We Love Flamenco 2026 consagra el retorno de la elegancia clásica

El Salón del Alfonso XIII cierra su 14ª edición dictando sentencia para la próxima feria: vuelven los talles a la cadera y el dramatismo del monocolor

El Salón Real del Hotel Alfonso XIII ha vuelto a ser, durante ocho días, el epicentro de la moda del sur. We Love Flamenco 2026 ha bajado el telón este 21 de enero tras una maratón de volantes que ha dejado cifras de récord: más de 1.300 propuestas inéditas que ya marcan la hoja de ruta hacia el Real.

Pero más allá de los números, esta edición será recordada por el equilibrio perfecto entre la vanguardia internacional y el respeto sagrado a la tradición. A continuación, analizamos los momentos clave y los diseños que han definido la pasarela, firma a firma.

México lindo y flamenco: la revolución de Arcos

El cierre de la pasarela fue una explosión de simbolismo. La firma Arcos no dejó indiferente a nadie con una colección que es una carta de amor al mestizaje. En sus desfiles vimos siluetas rotundas y cargadas de iconografía: destacó sobremanera un diseño espectacular en negro con un “Sagrado Corazón” bordado en el pecho en tonos dorados y rojos, flanqueado por mangas con gran caída que recuerdan a la solemnidad religiosa.

En la pasarela también nos mostraron la influencia del traje de charro: chaquetas cortas tipo torera con bordados dorados macizos sobre negro, combinadas con faldas de gran volumen y tocados florales maximalistas que evocaban a una Frida Kahlo contemporánea. Es, sin duda, la propuesta más teatral y valiente de la edición.

La sofisticación técnica: José Hidalgo y Alejandro Santizo

Si algo ha quedado claro es que la moda flamenca es alta costura. José Hidalgo volvió a dar una lección de patronaje. Sus creaciones revelan una apuesta por la limpieza visual: vimos vestidos blancos impolutos salpicados de lunares coloridos en una disposición casi geométrica, jugando con rombos y cortes arquitectónicos que estilizan la figura sin necesidad de excesos. También destacó su uso del color, introduciendo estampados florales acuarelados en tonos malvas y rosas sobre estructuras de volantes muy ordenados.

Por su parte, Alejandro Santizo apostó todo al poder del monocolor. Su desfile fue un estudio sobre la elegancia del rojo absoluto y el negro noche. Estrena diseños de escotes en ‘V’ profundos y mangas largas, donde el protagonismo residía en la textura de los volantes, rizados y con mucho cuerpo, creando una silueta de “femme fatale” flamenca, sobria y arrebatadora.

El ADN de la Feria: No te lo digo, Olmedo y Acedo

Para quienes buscan la esencia de la fiesta, las propuestas fueron deliciosas. No te lo digo trajo el “camino” a la pasarela.
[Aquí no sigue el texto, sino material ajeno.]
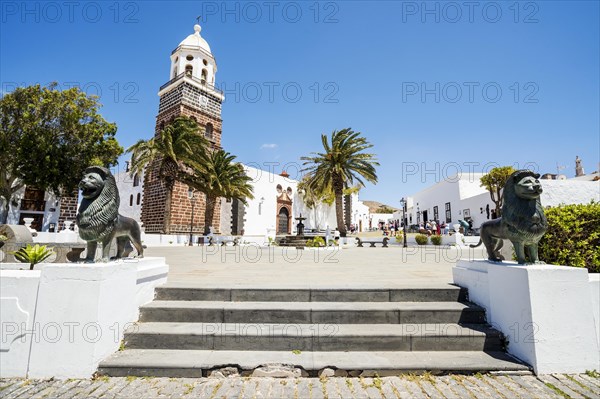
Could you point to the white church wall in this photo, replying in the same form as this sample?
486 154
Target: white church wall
130 195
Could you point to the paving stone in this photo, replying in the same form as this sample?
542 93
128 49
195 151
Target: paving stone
316 390
24 387
289 389
591 387
357 389
35 388
113 391
248 388
500 389
537 388
204 388
549 379
591 380
277 389
342 387
225 386
303 388
99 388
568 381
331 389
371 388
413 388
479 385
48 391
65 387
517 390
399 387
456 386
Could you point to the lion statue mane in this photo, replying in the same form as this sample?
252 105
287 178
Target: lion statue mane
523 221
98 216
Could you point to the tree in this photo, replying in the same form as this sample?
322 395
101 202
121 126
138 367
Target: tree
312 198
385 209
216 175
171 151
47 139
342 163
494 182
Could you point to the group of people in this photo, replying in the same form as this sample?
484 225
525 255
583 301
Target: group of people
434 227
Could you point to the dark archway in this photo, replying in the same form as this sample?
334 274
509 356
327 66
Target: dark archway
283 221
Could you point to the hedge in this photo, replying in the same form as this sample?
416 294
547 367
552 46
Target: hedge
573 236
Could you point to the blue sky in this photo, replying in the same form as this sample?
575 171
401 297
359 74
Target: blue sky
436 86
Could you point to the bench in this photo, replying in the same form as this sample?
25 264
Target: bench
224 241
383 241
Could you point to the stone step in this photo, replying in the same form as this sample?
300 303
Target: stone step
196 363
181 292
312 312
313 337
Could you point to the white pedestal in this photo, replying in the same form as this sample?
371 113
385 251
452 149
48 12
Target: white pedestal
546 312
63 319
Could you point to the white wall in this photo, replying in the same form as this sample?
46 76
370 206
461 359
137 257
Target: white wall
51 212
464 192
549 314
63 319
127 191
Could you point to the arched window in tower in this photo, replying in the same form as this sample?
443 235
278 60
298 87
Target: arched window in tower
209 131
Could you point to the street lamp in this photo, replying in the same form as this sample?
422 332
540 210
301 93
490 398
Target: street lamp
193 201
403 205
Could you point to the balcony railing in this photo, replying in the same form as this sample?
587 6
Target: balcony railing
199 81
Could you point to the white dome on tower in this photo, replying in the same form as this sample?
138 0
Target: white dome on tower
195 40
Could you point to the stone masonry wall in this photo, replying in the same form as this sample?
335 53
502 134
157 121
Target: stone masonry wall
154 214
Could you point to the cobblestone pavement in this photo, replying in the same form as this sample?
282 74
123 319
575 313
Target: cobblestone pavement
405 386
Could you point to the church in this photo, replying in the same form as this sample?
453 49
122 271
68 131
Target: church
191 91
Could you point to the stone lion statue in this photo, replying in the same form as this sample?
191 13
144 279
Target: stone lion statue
523 221
98 216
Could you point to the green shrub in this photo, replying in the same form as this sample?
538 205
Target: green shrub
421 239
33 254
318 242
573 236
436 240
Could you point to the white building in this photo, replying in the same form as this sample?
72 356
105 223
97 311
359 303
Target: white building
462 197
273 210
131 190
28 203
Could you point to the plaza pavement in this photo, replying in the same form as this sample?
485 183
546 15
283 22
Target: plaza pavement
281 267
558 386
276 267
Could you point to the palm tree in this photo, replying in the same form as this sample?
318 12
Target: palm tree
341 164
216 175
171 151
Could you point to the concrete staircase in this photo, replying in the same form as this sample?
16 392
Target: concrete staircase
189 331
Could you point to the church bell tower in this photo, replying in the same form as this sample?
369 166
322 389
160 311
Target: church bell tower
190 92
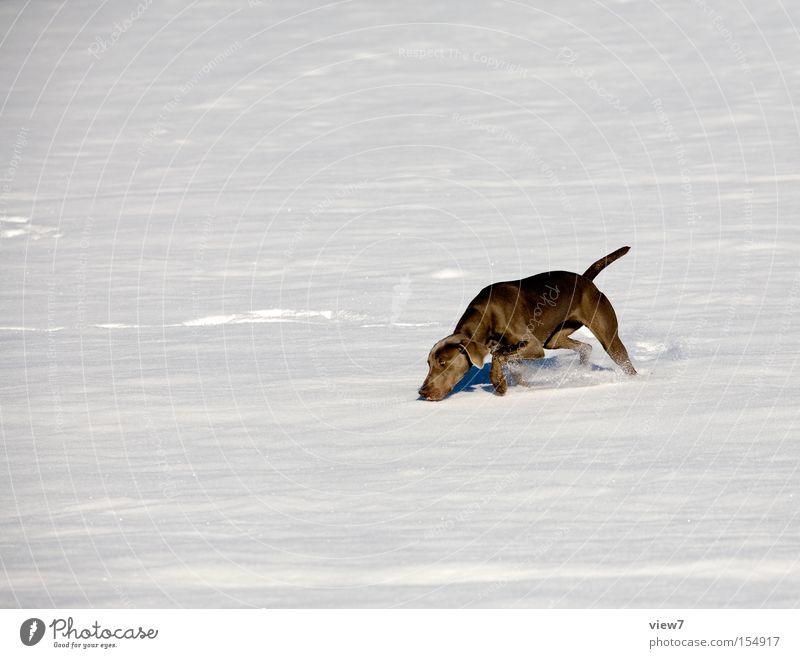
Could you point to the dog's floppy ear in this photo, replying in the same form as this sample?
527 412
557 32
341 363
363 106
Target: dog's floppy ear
477 352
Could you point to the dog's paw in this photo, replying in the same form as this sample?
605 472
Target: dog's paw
501 388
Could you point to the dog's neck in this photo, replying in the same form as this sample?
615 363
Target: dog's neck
472 324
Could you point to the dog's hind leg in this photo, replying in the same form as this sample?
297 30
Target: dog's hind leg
561 340
602 322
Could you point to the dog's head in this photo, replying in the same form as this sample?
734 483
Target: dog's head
449 360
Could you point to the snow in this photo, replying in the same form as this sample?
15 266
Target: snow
231 232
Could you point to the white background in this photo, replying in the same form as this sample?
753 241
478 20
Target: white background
230 233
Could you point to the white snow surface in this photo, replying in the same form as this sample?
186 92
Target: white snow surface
231 232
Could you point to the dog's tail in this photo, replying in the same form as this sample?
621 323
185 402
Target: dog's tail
598 266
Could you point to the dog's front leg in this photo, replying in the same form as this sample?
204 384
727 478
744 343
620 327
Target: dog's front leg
497 376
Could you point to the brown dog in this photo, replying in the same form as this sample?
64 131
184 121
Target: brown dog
514 320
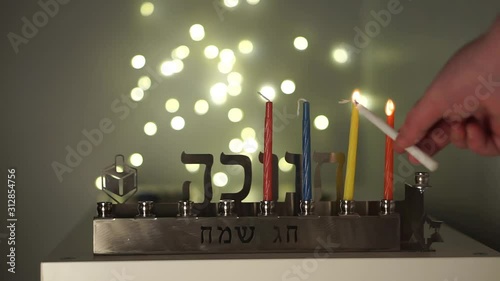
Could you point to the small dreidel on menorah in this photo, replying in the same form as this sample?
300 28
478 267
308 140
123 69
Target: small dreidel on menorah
119 181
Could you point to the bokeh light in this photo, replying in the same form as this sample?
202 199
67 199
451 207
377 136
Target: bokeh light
340 55
231 3
197 32
147 9
245 47
201 107
136 159
288 87
211 52
218 93
177 123
236 145
225 67
144 83
235 115
172 105
192 168
268 92
284 166
178 65
300 43
181 52
220 179
138 61
137 94
98 183
321 122
234 89
247 133
150 129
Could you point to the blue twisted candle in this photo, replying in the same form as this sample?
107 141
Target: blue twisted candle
306 153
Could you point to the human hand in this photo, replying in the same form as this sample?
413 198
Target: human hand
462 105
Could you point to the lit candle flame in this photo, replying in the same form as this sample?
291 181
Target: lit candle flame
389 107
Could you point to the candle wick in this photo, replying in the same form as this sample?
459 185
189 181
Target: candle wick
264 96
298 105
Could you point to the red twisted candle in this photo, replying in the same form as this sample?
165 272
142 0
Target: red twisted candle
389 154
268 153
Sus diseños destilan sabor a romería clásica: en las imágenes vemos trajes de lunares en el binomio infalible blanco-negro, pero también en verdes lima y morados, siempre acompañados del mantoncillo cruzado al pecho y flores naturales coronando la cabeza. Es la flamenca que nunca pasa de moda.

Rocío Olmedo llenó el salón de alegría cromática. Destacan los talles altos que rompen en cascadas de volantes con mucho movimiento. La mezcla de colores saturados —fucsias con naranjas, verdes ácidos con morados— y el uso de gasas ligeras invitan a bailar. Sus mangas, con volumen en el hombro pero ligeras en la muñeca, son pura tendencia.

Carmen Acedo y sus canasteros reafirmaron su maestría. Vimos faldas con un vuelo generoso y cómodo, perfectas para “vivir” la feria, destacando los tejidos perforados y los encajes de bolillos en tonos cálidos como el amarillo albero y el rojo.

El contraste moderno: José Galvañ

Finalmente, José Galvañ puso la nota de contraste gráfico. Su colección jugó magistralmente con el blanco y negro, pero con un giro moderno. Vimos desde vestidos de inspiración masculina con cuellos de camisa y abotonaduras frontales, hasta diseños con mangas farol exageradas y escotes cuadrados muy favorecedores. Los lunares, en su caso, se mezclaron con rayas y bloques de color sólido, ofreciendo una visión gráfica y potente de la flamenca urbana.

We Love Flamenco 2026 cierra no solo con tendencias —donde el tono moka y el talle a la cadera piden paso—, sino con un compromiso. La creación del nuevo sello de calidad certificada WLF asegura que esta artesanía que hemos visto, desde los bordados de Arcos hasta los volantes de Hidalgo, siga siendo un patrimonio protegido.